Ford’s self-driving cars could soon be delivering Walmart products in Miami-Dade Country in Florida.
Ford announced on Wednesday that it is teaming up with Walmart and Postmates, a delivery service, to test the ways its self-driving vehicles can be used to deliver products like groceries, toiletries, pet food, and other consumer items.
Walmart and Ford were both already Postmates partners, so they are using the company’s delivery fulfillment infrastructure to help power the pilot program.
“Over the next couple of months, we’ll be working closely with Walmart to understand its operations, identify what goods we can feasibly transport, and pinpoint any issues that may need to be addressed to successfully deliver orders via self-driving vehicles,” said Brian Wolf, director of business development for Ford Autonomous Vehicles, in a company blog post.
Ford has said it aims to roll out a self-driving fleet of vehicles for a ride-hailing service by 2021, but the company also has ambitions to use autonomous technology to make a big push into logistics.
“The logistics opportunity is enormous,” Ford’s CEO Jim Hackett told Business Insider in January. “For small businesses, this is a big advantage.
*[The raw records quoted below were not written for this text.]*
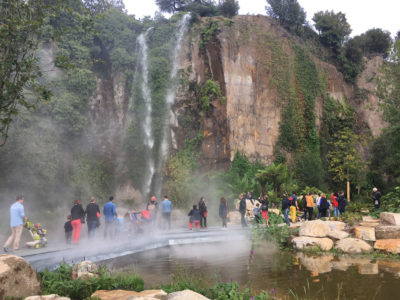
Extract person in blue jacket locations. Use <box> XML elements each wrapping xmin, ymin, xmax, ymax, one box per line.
<box><xmin>161</xmin><ymin>195</ymin><xmax>173</xmax><ymax>229</ymax></box>
<box><xmin>103</xmin><ymin>196</ymin><xmax>117</xmax><ymax>238</ymax></box>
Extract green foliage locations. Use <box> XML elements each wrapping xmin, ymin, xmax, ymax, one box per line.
<box><xmin>313</xmin><ymin>11</ymin><xmax>351</xmax><ymax>55</ymax></box>
<box><xmin>327</xmin><ymin>128</ymin><xmax>365</xmax><ymax>186</ymax></box>
<box><xmin>0</xmin><ymin>0</ymin><xmax>53</xmax><ymax>147</ymax></box>
<box><xmin>218</xmin><ymin>0</ymin><xmax>240</xmax><ymax>18</ymax></box>
<box><xmin>266</xmin><ymin>0</ymin><xmax>306</xmax><ymax>30</ymax></box>
<box><xmin>199</xmin><ymin>19</ymin><xmax>219</xmax><ymax>50</ymax></box>
<box><xmin>354</xmin><ymin>28</ymin><xmax>392</xmax><ymax>57</ymax></box>
<box><xmin>39</xmin><ymin>264</ymin><xmax>144</xmax><ymax>300</ymax></box>
<box><xmin>371</xmin><ymin>39</ymin><xmax>400</xmax><ymax>185</ymax></box>
<box><xmin>168</xmin><ymin>136</ymin><xmax>202</xmax><ymax>207</ymax></box>
<box><xmin>200</xmin><ymin>79</ymin><xmax>223</xmax><ymax>111</ymax></box>
<box><xmin>255</xmin><ymin>163</ymin><xmax>289</xmax><ymax>195</ymax></box>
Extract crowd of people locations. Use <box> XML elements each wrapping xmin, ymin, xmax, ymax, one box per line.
<box><xmin>3</xmin><ymin>188</ymin><xmax>381</xmax><ymax>252</ymax></box>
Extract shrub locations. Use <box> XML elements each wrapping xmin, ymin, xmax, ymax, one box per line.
<box><xmin>39</xmin><ymin>264</ymin><xmax>144</xmax><ymax>300</ymax></box>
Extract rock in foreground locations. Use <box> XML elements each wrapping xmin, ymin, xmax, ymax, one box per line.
<box><xmin>92</xmin><ymin>290</ymin><xmax>167</xmax><ymax>300</ymax></box>
<box><xmin>292</xmin><ymin>236</ymin><xmax>333</xmax><ymax>251</ymax></box>
<box><xmin>336</xmin><ymin>238</ymin><xmax>372</xmax><ymax>254</ymax></box>
<box><xmin>0</xmin><ymin>254</ymin><xmax>42</xmax><ymax>299</ymax></box>
<box><xmin>299</xmin><ymin>220</ymin><xmax>331</xmax><ymax>237</ymax></box>
<box><xmin>354</xmin><ymin>226</ymin><xmax>376</xmax><ymax>241</ymax></box>
<box><xmin>374</xmin><ymin>239</ymin><xmax>400</xmax><ymax>253</ymax></box>
<box><xmin>375</xmin><ymin>226</ymin><xmax>400</xmax><ymax>240</ymax></box>
<box><xmin>379</xmin><ymin>212</ymin><xmax>400</xmax><ymax>226</ymax></box>
<box><xmin>24</xmin><ymin>294</ymin><xmax>71</xmax><ymax>300</ymax></box>
<box><xmin>167</xmin><ymin>290</ymin><xmax>209</xmax><ymax>300</ymax></box>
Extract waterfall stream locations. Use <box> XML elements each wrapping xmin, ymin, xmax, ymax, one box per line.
<box><xmin>137</xmin><ymin>27</ymin><xmax>155</xmax><ymax>202</ymax></box>
<box><xmin>155</xmin><ymin>14</ymin><xmax>190</xmax><ymax>195</ymax></box>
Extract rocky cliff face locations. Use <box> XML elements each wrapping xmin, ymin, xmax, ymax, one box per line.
<box><xmin>172</xmin><ymin>16</ymin><xmax>385</xmax><ymax>167</ymax></box>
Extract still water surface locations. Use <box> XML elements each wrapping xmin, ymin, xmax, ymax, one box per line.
<box><xmin>104</xmin><ymin>241</ymin><xmax>400</xmax><ymax>299</ymax></box>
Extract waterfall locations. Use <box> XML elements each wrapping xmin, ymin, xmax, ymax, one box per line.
<box><xmin>137</xmin><ymin>27</ymin><xmax>155</xmax><ymax>197</ymax></box>
<box><xmin>155</xmin><ymin>14</ymin><xmax>190</xmax><ymax>195</ymax></box>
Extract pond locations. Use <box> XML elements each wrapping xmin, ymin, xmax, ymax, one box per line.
<box><xmin>103</xmin><ymin>241</ymin><xmax>400</xmax><ymax>299</ymax></box>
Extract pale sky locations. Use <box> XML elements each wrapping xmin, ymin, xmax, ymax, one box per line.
<box><xmin>124</xmin><ymin>0</ymin><xmax>400</xmax><ymax>37</ymax></box>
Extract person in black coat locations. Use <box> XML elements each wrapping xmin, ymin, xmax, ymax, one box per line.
<box><xmin>239</xmin><ymin>194</ymin><xmax>247</xmax><ymax>227</ymax></box>
<box><xmin>199</xmin><ymin>197</ymin><xmax>208</xmax><ymax>228</ymax></box>
<box><xmin>338</xmin><ymin>191</ymin><xmax>347</xmax><ymax>215</ymax></box>
<box><xmin>219</xmin><ymin>197</ymin><xmax>229</xmax><ymax>228</ymax></box>
<box><xmin>85</xmin><ymin>197</ymin><xmax>100</xmax><ymax>238</ymax></box>
<box><xmin>188</xmin><ymin>205</ymin><xmax>201</xmax><ymax>230</ymax></box>
<box><xmin>71</xmin><ymin>200</ymin><xmax>85</xmax><ymax>244</ymax></box>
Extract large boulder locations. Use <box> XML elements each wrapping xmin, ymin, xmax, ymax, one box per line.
<box><xmin>71</xmin><ymin>260</ymin><xmax>97</xmax><ymax>279</ymax></box>
<box><xmin>354</xmin><ymin>226</ymin><xmax>376</xmax><ymax>242</ymax></box>
<box><xmin>375</xmin><ymin>225</ymin><xmax>400</xmax><ymax>240</ymax></box>
<box><xmin>325</xmin><ymin>221</ymin><xmax>346</xmax><ymax>230</ymax></box>
<box><xmin>167</xmin><ymin>290</ymin><xmax>209</xmax><ymax>300</ymax></box>
<box><xmin>362</xmin><ymin>216</ymin><xmax>379</xmax><ymax>223</ymax></box>
<box><xmin>328</xmin><ymin>230</ymin><xmax>349</xmax><ymax>240</ymax></box>
<box><xmin>374</xmin><ymin>239</ymin><xmax>400</xmax><ymax>253</ymax></box>
<box><xmin>0</xmin><ymin>254</ymin><xmax>42</xmax><ymax>299</ymax></box>
<box><xmin>292</xmin><ymin>236</ymin><xmax>333</xmax><ymax>251</ymax></box>
<box><xmin>92</xmin><ymin>290</ymin><xmax>167</xmax><ymax>300</ymax></box>
<box><xmin>24</xmin><ymin>294</ymin><xmax>71</xmax><ymax>300</ymax></box>
<box><xmin>379</xmin><ymin>212</ymin><xmax>400</xmax><ymax>226</ymax></box>
<box><xmin>336</xmin><ymin>238</ymin><xmax>372</xmax><ymax>254</ymax></box>
<box><xmin>299</xmin><ymin>220</ymin><xmax>331</xmax><ymax>237</ymax></box>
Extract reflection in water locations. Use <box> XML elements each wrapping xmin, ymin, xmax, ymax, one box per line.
<box><xmin>104</xmin><ymin>241</ymin><xmax>400</xmax><ymax>299</ymax></box>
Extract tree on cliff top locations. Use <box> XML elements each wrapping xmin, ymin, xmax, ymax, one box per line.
<box><xmin>0</xmin><ymin>0</ymin><xmax>50</xmax><ymax>146</ymax></box>
<box><xmin>313</xmin><ymin>11</ymin><xmax>351</xmax><ymax>55</ymax></box>
<box><xmin>265</xmin><ymin>0</ymin><xmax>306</xmax><ymax>30</ymax></box>
<box><xmin>156</xmin><ymin>0</ymin><xmax>239</xmax><ymax>18</ymax></box>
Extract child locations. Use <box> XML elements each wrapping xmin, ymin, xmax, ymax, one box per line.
<box><xmin>253</xmin><ymin>203</ymin><xmax>261</xmax><ymax>223</ymax></box>
<box><xmin>64</xmin><ymin>215</ymin><xmax>73</xmax><ymax>244</ymax></box>
<box><xmin>188</xmin><ymin>205</ymin><xmax>201</xmax><ymax>231</ymax></box>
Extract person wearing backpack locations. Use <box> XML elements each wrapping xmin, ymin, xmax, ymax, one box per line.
<box><xmin>282</xmin><ymin>194</ymin><xmax>290</xmax><ymax>226</ymax></box>
<box><xmin>289</xmin><ymin>193</ymin><xmax>299</xmax><ymax>223</ymax></box>
<box><xmin>306</xmin><ymin>192</ymin><xmax>314</xmax><ymax>221</ymax></box>
<box><xmin>260</xmin><ymin>194</ymin><xmax>269</xmax><ymax>226</ymax></box>
<box><xmin>319</xmin><ymin>194</ymin><xmax>329</xmax><ymax>218</ymax></box>
<box><xmin>338</xmin><ymin>191</ymin><xmax>347</xmax><ymax>216</ymax></box>
<box><xmin>372</xmin><ymin>187</ymin><xmax>382</xmax><ymax>209</ymax></box>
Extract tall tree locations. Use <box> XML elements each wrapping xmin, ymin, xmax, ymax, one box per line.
<box><xmin>371</xmin><ymin>39</ymin><xmax>400</xmax><ymax>184</ymax></box>
<box><xmin>313</xmin><ymin>11</ymin><xmax>351</xmax><ymax>54</ymax></box>
<box><xmin>265</xmin><ymin>0</ymin><xmax>306</xmax><ymax>29</ymax></box>
<box><xmin>0</xmin><ymin>0</ymin><xmax>51</xmax><ymax>146</ymax></box>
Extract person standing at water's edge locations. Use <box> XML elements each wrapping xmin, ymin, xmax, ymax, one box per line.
<box><xmin>103</xmin><ymin>196</ymin><xmax>117</xmax><ymax>238</ymax></box>
<box><xmin>199</xmin><ymin>197</ymin><xmax>208</xmax><ymax>228</ymax></box>
<box><xmin>4</xmin><ymin>196</ymin><xmax>26</xmax><ymax>252</ymax></box>
<box><xmin>85</xmin><ymin>197</ymin><xmax>100</xmax><ymax>238</ymax></box>
<box><xmin>219</xmin><ymin>197</ymin><xmax>229</xmax><ymax>228</ymax></box>
<box><xmin>188</xmin><ymin>205</ymin><xmax>201</xmax><ymax>230</ymax></box>
<box><xmin>372</xmin><ymin>188</ymin><xmax>381</xmax><ymax>209</ymax></box>
<box><xmin>282</xmin><ymin>194</ymin><xmax>290</xmax><ymax>226</ymax></box>
<box><xmin>161</xmin><ymin>195</ymin><xmax>173</xmax><ymax>229</ymax></box>
<box><xmin>239</xmin><ymin>194</ymin><xmax>247</xmax><ymax>227</ymax></box>
<box><xmin>71</xmin><ymin>200</ymin><xmax>85</xmax><ymax>244</ymax></box>
<box><xmin>147</xmin><ymin>196</ymin><xmax>158</xmax><ymax>226</ymax></box>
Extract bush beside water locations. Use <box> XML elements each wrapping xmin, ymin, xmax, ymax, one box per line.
<box><xmin>39</xmin><ymin>264</ymin><xmax>144</xmax><ymax>300</ymax></box>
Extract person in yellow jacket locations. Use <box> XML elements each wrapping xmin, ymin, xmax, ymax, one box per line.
<box><xmin>306</xmin><ymin>192</ymin><xmax>314</xmax><ymax>221</ymax></box>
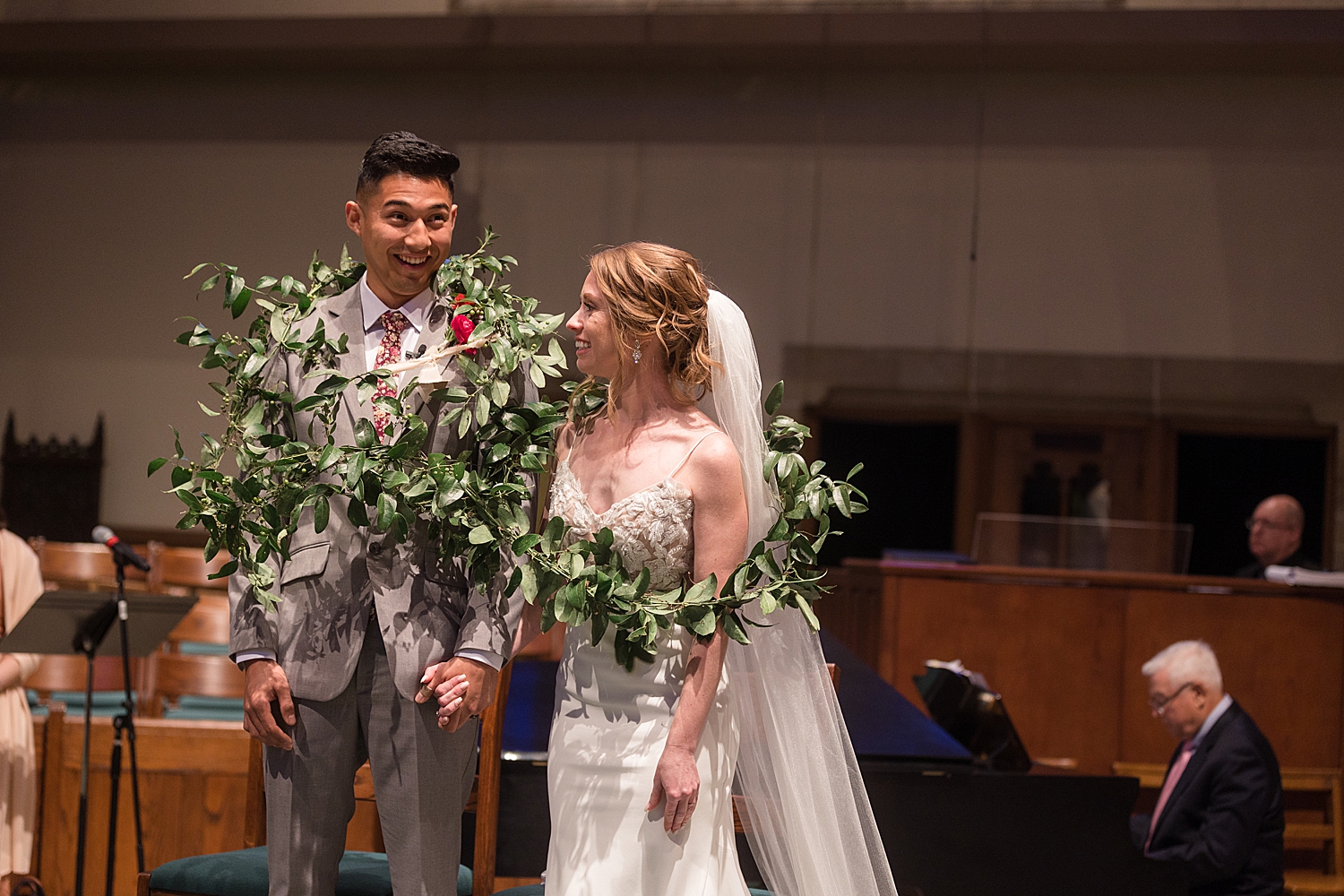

They have been suffering. In retail right now, scale drives out the small retailers. Logistics equalizes some of that.”
According to a 2016 McKinsey study, autonomous vehicles, including drones, will account for about 80% of all consumer parcel deliveries during the next 10 years. What’s more, by 2050, transporting goods both locally and long distances with autonomous vehicles could generate $2.9 trillion in revenue, according to a study by Strategy Analytics.
In February, Ford announced that it would be partnering with Domino’s to test its autonomous vehicles in Miami for delivering pizza.
Wolf said in the company blog post on Wednesday that Ford has made more than 1,000 deliveries in their “initial phase” of self-driving vehicles, and that its partnership with Walmart will only help it in its endeavor to bring self-driving cars to market in a way “that people actually want to experience.”
As part of the program, Wolf also said it will be testing various vehicle designs to see what works best for shipping different items.
“Together, we’ll be using research vehicles, designed to simulate an autonomous experience, to gather crucial data about consumer preferences and learn the best way we can conveniently connect people with the goods they need,” Wolf said in the company blog post.
“Naturally, orders from a supermarket will tend to be larger and more varied than orders from a restaurant or dry cleaner,” Wolf said. “So we’ll be exploring different vehicle configurations or modifications that we could make to meet people’s needs – especially to accommodate perishable goods, or scenarios where our vehicles end up making multiple deliveries on a single trip.”
This means we could see concept vehicles like Ford’s autonomous delivery robot dubbed ‘Autolivery’, come to fruition, or possibly even an autonomous delivery van or truck.